J’ai sacrément évolué depuis la carte de visite que j’ai envoyée avec « Quel beau jour pour mourir ». Maintenant, je continue une nouvelle aventure en major avec le label Epic Records France, je rentre dans l’industrie de la musique et je confirme. Là je propose plusieurs styles pour que les gens se disent : « Ah d’accord, il sait faire ça ». D’où le titre « Voulez-vous coucher avec moi ? » : voulez-vous faire partie de ce mouvement que je suis en train de créer ? Ce nom, il faut le voir comme une proposition. Je vous invite. Alors si vous êtes curieux, venez écouter. Prenez tout ce que vous avez à prendre, inspirez-vous, ambiancez-vous et montez sur le navire parce que ça ne va faire que de monter.
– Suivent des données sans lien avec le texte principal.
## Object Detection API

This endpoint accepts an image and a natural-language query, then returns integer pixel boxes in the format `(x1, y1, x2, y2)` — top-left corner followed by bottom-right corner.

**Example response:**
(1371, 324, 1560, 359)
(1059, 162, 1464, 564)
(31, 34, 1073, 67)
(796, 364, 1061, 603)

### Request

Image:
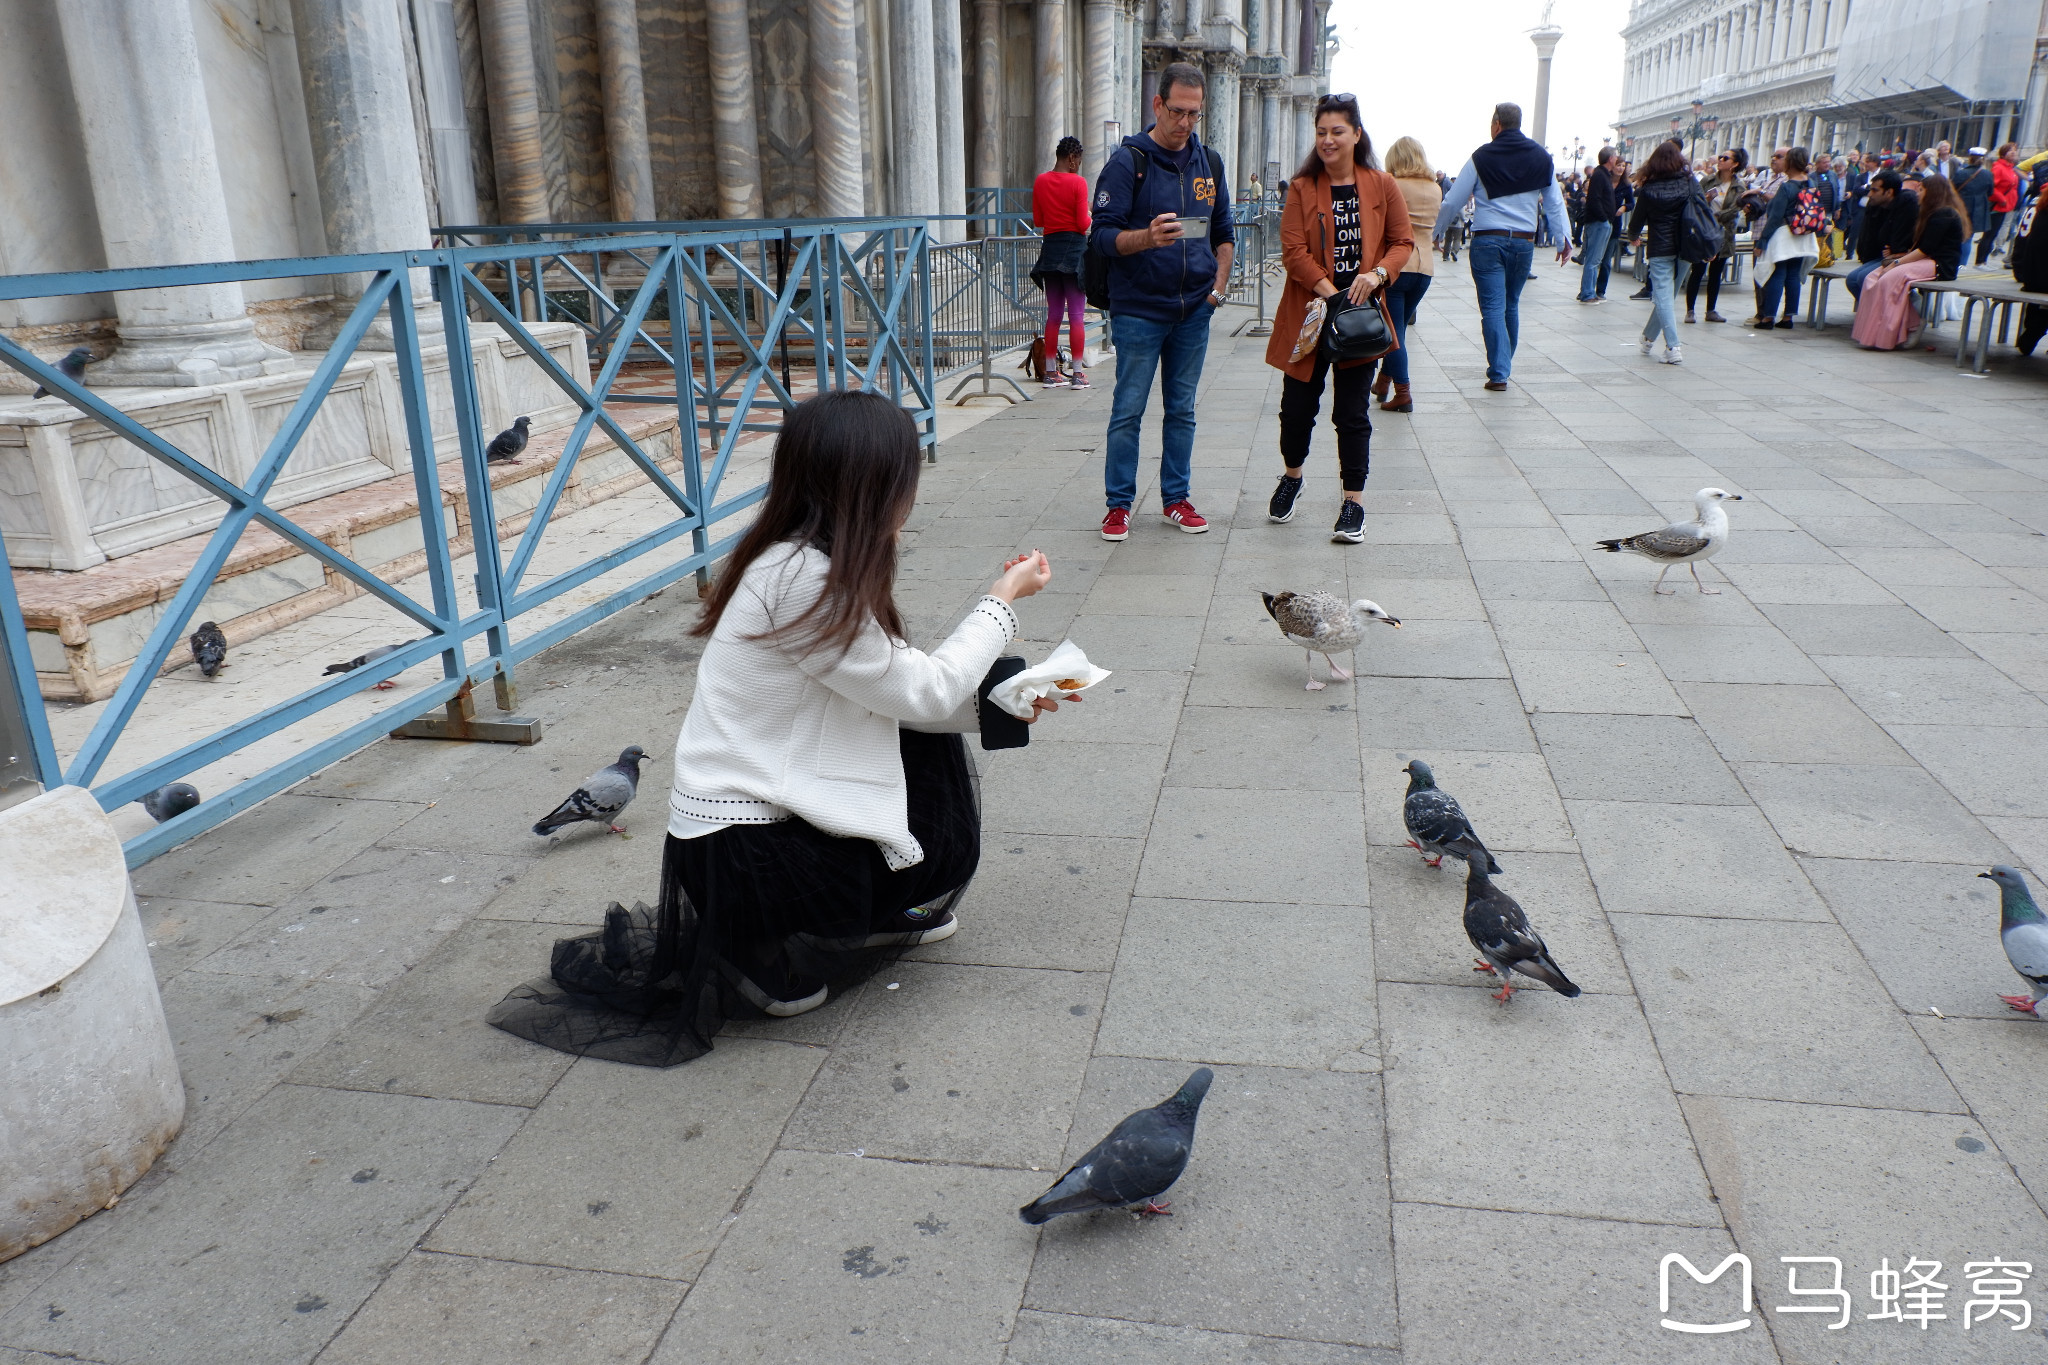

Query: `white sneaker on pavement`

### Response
(1661, 344, 1684, 364)
(1638, 336, 1655, 356)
À quel moment as-tu conçu ce projet ?
Je travaille en avance, ce projet est déjà prêt depuis un an. J’aime donner l’impression au public que je me suis cassé la tête, alors que c’est un truc super simple. Là il me fallait une phrase et je me suis demandé : « C’est quoi la phrase française la plus évocatrice ? ». Dès que j’ai eu le nom, j’ai enchaîné sur la phase de conception de la mixtape. À la base, le projet était bouclé pour septembre mais il y a eu un déclic. On rentre dans une nouvelle année et on s’est dit : « On peut proposer plus que ça ! », donc on a enchaîné les séminaires.
Dans quelles conditions as-tu travaillé ?
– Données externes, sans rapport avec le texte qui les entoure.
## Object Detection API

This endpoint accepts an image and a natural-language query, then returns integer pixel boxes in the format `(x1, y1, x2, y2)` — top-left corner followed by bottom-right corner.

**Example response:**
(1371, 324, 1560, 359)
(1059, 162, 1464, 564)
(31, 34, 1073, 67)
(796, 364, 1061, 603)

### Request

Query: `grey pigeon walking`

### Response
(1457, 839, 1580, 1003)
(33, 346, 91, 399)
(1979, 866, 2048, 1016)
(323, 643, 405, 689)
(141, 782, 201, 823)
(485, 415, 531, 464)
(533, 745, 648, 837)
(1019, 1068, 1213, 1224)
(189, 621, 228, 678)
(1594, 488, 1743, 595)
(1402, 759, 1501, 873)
80 % du projet s’est fait dans ma chambre, puis j’envoyais les pistes à mon ingé son. Il y avait aussi quelques séminaires en Belgique. Quand je pose, je ne fume même pas, je suis concentré. Un vrai geek devant l’ordi. Avant, je me prenais la tête sur les détails, les effets, le traitement de la voix. Aujourd’hui, je me suis pris la tête sur l’exécution : le choix des mots, le champ lexical, la compréhension. On me connaît déjà pour ma maîtrise technique, maintenant il faut que je développe quelque chose qui parte de l’artiste, qui soit unique à moi.
Comment caractérises-tu ton évolution entre tes anciens opus et celui-ci ?
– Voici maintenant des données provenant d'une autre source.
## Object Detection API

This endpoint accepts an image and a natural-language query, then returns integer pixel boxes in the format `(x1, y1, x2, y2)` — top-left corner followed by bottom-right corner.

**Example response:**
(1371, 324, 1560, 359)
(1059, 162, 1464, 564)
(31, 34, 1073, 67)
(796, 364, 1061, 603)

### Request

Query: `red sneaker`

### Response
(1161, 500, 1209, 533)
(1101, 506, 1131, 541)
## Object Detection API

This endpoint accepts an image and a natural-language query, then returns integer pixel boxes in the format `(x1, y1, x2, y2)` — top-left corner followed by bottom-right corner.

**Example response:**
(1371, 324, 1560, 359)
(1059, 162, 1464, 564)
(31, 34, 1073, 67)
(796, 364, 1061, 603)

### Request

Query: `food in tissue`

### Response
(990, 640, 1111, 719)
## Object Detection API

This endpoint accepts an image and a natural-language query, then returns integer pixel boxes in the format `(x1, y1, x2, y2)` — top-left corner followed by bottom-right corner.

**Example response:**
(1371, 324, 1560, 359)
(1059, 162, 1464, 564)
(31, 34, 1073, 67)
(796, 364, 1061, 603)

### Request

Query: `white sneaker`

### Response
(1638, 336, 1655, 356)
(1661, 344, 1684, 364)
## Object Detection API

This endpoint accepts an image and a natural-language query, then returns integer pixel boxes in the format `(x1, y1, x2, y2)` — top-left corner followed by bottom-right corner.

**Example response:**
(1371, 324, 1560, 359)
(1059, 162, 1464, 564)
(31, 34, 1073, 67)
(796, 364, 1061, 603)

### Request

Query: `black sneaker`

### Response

J’ai osé, j’ai brisé les barrières, les limites. Je me suis dit que j’allais proposer un panel de sonorités, de thèmes plus complets. Ensuite, je ciblerai ce qui marche le plus et je partirai sur cette route-là. Le but cette année, c’est de m’imposer. Je suis sûr de pouvoir toucher de nouvelles personnes. Pour « Quel beau jour pour mourir », on m’a dit que le projet était un no skip, j’y pense tous les jours. Maintenant, il faut confirmer ça sur quinze titres. Mais paradoxalement, je ne considère pas ce projet comme une suite à ceux d’avant. Quand je commence quelque chose, je repars de zéro.
Sur la mixtape, tu as collaboré avec 16 compositeur.rice.s. Meel B, Cartier, Fulltrap Alchemist… Les prods et les textures sont très diverses. Comment as-tu travaillé avec les producteur.rice.s ?
Les plus gros acteurs de la tape, ce sont des amis proches. Shadow, Ray Da Prince, Persia… Avec Persia, on se comprend musicalement, il est sur 80 % du projet. Niveau mix, j’ai donné ma confiance à Draco Dans Ta Face. Au studio, on a pas besoin de se parler, il a l’oreille. Il me fait souvent des propositions et il y a une vraie conscience artistique derrière tout ça. J’aime bosser avec des gens avec qui la connexion passe toute seule, on se comprend sans dire un mot. Fulltrap et Cartier, je les connais personnellement. J’ai rencontré Meel B sur les réseaux. Même si je ne te connais pas, on peut travailler ensemble. Et si j’aime pas, je te laisse le temps de me proposer quelque chose de plus étoffé.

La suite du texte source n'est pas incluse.